¿Tus ojos están bien alimentados? El secreto del Omega-3 para proteger tu retina
Protege tu visión y corazón con Omega-3. Descubre cómo el DHA y EPA cuidan tu retina, las dosis recomendadas por expertos y los mejores pescados para tu dieta
La salud visual no depende solo de la genética, sino de lo que pones en tu plato. Para fortalecer la fototransducción y evitar la aterosclerosis en los vasos de la retina, la Asociación Americana del Corazón sugiere incluir pescado azul al menos dos veces por semana Crédito: Shutterstock
La salud de la retina tiene en la alimentación balanceada una gran aliada, ya que la diversidad de ingredientes aporta antioxidantes, betacarotenos y ácidos grasos omega-3. Los pescados azules recomendados para la salud cardiovascular son claves para proteger y fortalecer la retina.
Un estudio publicado por PubMed descubrió que los ácidos grasos omega-3 (DHA y EPA) son importantes en la prevención de la DMAE (Degeneración Macular Asociada a la Edad), por sus efectos neuroprotectores en la retina. Específicamente, se trata de la modulación de procesos metabólicos que afectan el estrés oxidativo, la inflamación y la vascularización.
“El DHA es un ácido graso clave que se encuentra en la retina y está presente en grandes cantidades en este tejido”, indica el estudio.
Los ácidos grasos omega-3 mejoran la oxigenación de los vasos sanguíneos de la retina involucrados en la fototransducción. Esto es fundamental, ya que la degeneración macular está asociada a la aterosclerosis de los vasos sanguíneos.

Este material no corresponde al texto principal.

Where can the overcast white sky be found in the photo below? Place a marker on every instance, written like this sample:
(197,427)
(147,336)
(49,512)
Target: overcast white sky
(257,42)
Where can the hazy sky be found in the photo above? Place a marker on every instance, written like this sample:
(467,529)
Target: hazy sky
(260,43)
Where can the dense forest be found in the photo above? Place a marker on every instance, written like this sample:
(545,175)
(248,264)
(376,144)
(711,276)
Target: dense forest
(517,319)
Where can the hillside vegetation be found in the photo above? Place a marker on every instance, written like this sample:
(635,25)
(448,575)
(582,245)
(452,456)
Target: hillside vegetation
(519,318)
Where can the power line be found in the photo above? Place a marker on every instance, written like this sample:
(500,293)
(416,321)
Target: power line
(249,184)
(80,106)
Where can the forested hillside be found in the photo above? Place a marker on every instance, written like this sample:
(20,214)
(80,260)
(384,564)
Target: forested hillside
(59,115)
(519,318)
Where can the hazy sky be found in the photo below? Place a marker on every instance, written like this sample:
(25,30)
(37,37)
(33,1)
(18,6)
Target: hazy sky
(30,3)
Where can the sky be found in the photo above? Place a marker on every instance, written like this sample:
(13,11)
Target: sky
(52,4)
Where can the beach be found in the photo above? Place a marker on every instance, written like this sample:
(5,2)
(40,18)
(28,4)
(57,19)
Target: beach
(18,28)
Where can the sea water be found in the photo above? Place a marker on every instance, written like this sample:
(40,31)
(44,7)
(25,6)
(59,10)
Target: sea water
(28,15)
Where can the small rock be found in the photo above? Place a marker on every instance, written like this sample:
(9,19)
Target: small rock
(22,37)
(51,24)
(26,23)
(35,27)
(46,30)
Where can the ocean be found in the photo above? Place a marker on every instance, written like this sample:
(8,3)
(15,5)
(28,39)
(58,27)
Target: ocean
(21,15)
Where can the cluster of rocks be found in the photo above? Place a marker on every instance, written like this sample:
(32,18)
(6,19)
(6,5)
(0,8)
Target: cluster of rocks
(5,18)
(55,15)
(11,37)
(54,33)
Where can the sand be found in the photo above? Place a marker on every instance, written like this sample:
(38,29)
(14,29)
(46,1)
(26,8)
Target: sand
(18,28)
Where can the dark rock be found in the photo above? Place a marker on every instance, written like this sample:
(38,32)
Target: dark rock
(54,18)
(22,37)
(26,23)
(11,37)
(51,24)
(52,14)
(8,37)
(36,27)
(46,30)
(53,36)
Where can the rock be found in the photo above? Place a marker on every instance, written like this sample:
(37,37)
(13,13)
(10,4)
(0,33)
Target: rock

Los investigadores lograron asociar la aterosclerosis de los vasos sanguíneos que afectan la retina con el mecanismo involucrado en la enfermedad coronaria.

Por esta razón, las pautas alimenticias para la prevención de la enfermedad cardiovascular son ideales para la prevención de enfermedades en la retina. Aunque no hay una cantidad de omega-3 exacta recomendada, los expertos sugieren seguir los lineamientos dietéticos establecidos por la Asociación Americana del Corazón (AHA).
Esto se traduce en adoptar una dieta que incluya pescado azul o aceite de pescado dos veces por semana, así como suplementos. Por su parte, la Administración de Medicamentos y Alimentos (FDA) indica que los adultos pueden consumir de forma segura un total de 3 g al día de DHA y EPA combinados, sin que más de 2 g al día provengan de suplementos dietéticos.

Pescados y Mariscos: Contenido de EPA + DHA
Para facilitar la elección de ingredientes, el estudio publicado por PubMed recomienda pescados con aporte de omega-3 por ración:
- Arenque: Es una de las fuentes más potentes. El del pacífico aporta 1.81 g y el del atlántico: 1.71 g
- Salmón

Un clásico indispensable con variaciones según su origen:
Atlántico (Cultivado): 1.09–1.83 g
Atlántico (Salvaje): 0.90–1.56 g
Chinook: 1.48 g
Sockeye (Rojo): 0.68 g
- Sardinas

pequeñas pero poderosas, aportan entre 0.98 y 1.70 g.
- Caballa: un pescado azul excelente con un rango de 0.34 a 1.57 g.
- Atún

Su aporte varía según la presentación. El blanco enlatado en agua aporta 0.73 g y el fresco: 0.24–1.28 g
Otras fuentes de omega -3 son:
Hipogloso (Halibut): Ofrece un rango sólido entre 0.40 y 1.00 g.
Lenguado / Platija: Aporta 0.42 g.
Cangrejo Rey de Alaska: Una opción deliciosa con 0.35 g.
Camarones: Aportan 0.27 g (especies mixtas).
Trucha: Curiosamente, los valores son moderados. La salvaje: 0.20 g, mientras que la cultivada: 0.15 g
Eglefino (Haddock): Contiene 0.20 g.